(ORDO NEWS) — The days of our Sun are numbered. In about 5 billion years, the Sun will turn into a red giant, shed its outer layers, and then settle down and become a white dwarf.
This is the inevitable fate of most sun-like stars, and the process is well understood. But as a recent study has shown, we still have a few things to learn about dying suns.
A recent study looks at a star known as V Hydrae or V Hya for short. It is a red giant star at a distance of about 1300 light-years from us with a mass approximately equal to the mass of the Sun. This is what the Sun might look like in a few billion years.
However, there are a few things that make her different from our home star.
First, she has a companion star. The companion is too faint for us to see, but based on the motion of V Hya, we know it is most likely a red dwarf star that orbits V Hya once every 8.5 years.
On the other hand, V Hya seems to be dying in an unusual way.
In its current state, V Hya is classified as a Mira variable star. Its brightness changes by about 1-2 magnitudes every 530 days, give or take.
This is typical of dying red giant stars. Because they fuse heavier elements in their cores in an attempt to survive, red giants often go through periods of oscillation caused by the core heating and cooling.
More unusual is the fact that it is also a carbon star. This means that the carbon melted in its core got into the star’s atmosphere. So when astronomers look at the V Hya spectrum, they see a strong presence of carbon.
In fact, the atmosphere of the star is very “sooty”.
Above: Shown here in the composite, these leaky rings and the diffuse arc structure of the sixth ring are moderately visible in the 12CO carbon isotope emission line and become well visible when viewing 13CO carbon isotopes.
These two characteristics combine to make V Hya an asymptomatic giant branch star, or AGB. About 90 percent of sun-like stars enter an AGB period towards the end of their lives.
Astronomers generally believe that the AGB epoch is a gradual process of stellar death, where the outer layers of a star are shed off over a period of approximately 100,000 years.

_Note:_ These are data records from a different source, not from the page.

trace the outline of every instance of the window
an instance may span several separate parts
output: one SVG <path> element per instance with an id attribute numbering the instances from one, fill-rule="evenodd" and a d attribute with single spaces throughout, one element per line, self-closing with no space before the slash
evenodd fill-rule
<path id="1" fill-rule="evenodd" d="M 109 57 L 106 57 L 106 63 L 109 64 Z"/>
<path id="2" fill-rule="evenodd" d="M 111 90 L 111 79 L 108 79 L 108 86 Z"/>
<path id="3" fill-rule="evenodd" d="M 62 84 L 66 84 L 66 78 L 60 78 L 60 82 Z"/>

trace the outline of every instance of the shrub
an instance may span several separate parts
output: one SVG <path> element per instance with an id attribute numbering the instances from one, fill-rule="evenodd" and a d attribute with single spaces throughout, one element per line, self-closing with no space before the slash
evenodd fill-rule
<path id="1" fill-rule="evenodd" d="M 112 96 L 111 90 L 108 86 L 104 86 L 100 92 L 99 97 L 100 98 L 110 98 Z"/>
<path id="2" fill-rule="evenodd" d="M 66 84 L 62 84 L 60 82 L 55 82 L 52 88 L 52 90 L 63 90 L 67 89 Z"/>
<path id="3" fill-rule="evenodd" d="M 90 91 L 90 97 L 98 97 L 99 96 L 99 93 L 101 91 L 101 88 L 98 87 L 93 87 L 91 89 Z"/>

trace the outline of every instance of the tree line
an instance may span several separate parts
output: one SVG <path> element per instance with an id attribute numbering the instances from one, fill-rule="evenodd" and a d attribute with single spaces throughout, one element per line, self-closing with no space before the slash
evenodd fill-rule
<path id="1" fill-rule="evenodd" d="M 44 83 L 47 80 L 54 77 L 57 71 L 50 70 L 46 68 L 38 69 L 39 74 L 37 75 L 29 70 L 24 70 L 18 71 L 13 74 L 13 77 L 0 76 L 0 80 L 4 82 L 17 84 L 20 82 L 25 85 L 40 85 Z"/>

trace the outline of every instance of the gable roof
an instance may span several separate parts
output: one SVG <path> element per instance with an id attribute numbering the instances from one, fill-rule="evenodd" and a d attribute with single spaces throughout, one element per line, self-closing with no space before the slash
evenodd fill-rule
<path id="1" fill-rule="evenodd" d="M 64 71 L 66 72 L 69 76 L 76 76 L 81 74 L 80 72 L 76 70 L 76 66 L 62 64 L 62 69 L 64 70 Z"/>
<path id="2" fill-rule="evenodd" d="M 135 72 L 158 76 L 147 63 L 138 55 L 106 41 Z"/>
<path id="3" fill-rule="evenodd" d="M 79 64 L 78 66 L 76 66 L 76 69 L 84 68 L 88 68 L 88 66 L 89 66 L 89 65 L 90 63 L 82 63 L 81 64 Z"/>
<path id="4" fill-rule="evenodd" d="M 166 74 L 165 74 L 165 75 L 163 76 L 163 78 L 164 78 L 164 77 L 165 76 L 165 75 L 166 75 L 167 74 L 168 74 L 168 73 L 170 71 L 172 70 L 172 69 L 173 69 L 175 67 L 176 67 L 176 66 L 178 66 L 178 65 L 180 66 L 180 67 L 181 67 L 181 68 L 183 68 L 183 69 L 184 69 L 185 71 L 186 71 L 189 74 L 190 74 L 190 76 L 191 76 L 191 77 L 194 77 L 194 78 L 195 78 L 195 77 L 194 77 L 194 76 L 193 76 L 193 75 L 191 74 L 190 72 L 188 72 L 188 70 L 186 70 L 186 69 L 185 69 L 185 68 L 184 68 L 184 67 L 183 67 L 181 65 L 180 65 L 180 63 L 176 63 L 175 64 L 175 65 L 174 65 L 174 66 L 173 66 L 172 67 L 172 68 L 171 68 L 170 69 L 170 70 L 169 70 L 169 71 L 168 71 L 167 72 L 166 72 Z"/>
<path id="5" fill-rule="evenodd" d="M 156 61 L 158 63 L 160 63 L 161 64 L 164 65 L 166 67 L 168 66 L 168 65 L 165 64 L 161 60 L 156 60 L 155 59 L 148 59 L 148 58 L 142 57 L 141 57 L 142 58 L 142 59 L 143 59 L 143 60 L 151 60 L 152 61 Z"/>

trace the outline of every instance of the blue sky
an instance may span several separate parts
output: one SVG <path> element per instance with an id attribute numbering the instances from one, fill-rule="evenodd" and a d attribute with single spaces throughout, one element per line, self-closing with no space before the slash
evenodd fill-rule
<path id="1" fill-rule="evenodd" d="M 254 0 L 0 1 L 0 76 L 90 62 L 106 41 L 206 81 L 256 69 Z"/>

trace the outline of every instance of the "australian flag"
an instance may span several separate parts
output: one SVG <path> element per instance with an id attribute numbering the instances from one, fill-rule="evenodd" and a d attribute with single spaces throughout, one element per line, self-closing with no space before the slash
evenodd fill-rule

After that, the remaining core collapses into a white dwarf. However, V Hya shows that this is either partially or sometimes incorrect.
If the AGB were to gradually shed its outer layers, then we would expect to see an ever-expanding nebula known as the [planetary nebula] (/post/cold-embers/) surrounding most white dwarfs. And we do see many planetary nebulae as remnants of sun-like stars.
But observations with the Atacama Large Millimeter/Submillimeter Array (ALMA) show that Hydra V does not create such a nebula.
Instead, she throws out thick carbon-rich rings. The star ejected six rings over a period of approximately 2,100 years.
The team also observed jets of gas ejected from the star perpendicular to the rings. This suggests that V Hya experiences an unusually active period every few hundred years, which is very different from the common AGB model.
This period of active bursts is likely short compared to the full epoch of the AGB, so astronomers were lucky to catch a dying star at this stage. It is not known whether most AGB stars experience such active periods, or whether V Hya is particularly unusual.
Solving this mystery will require more observations of other dying red giant stars.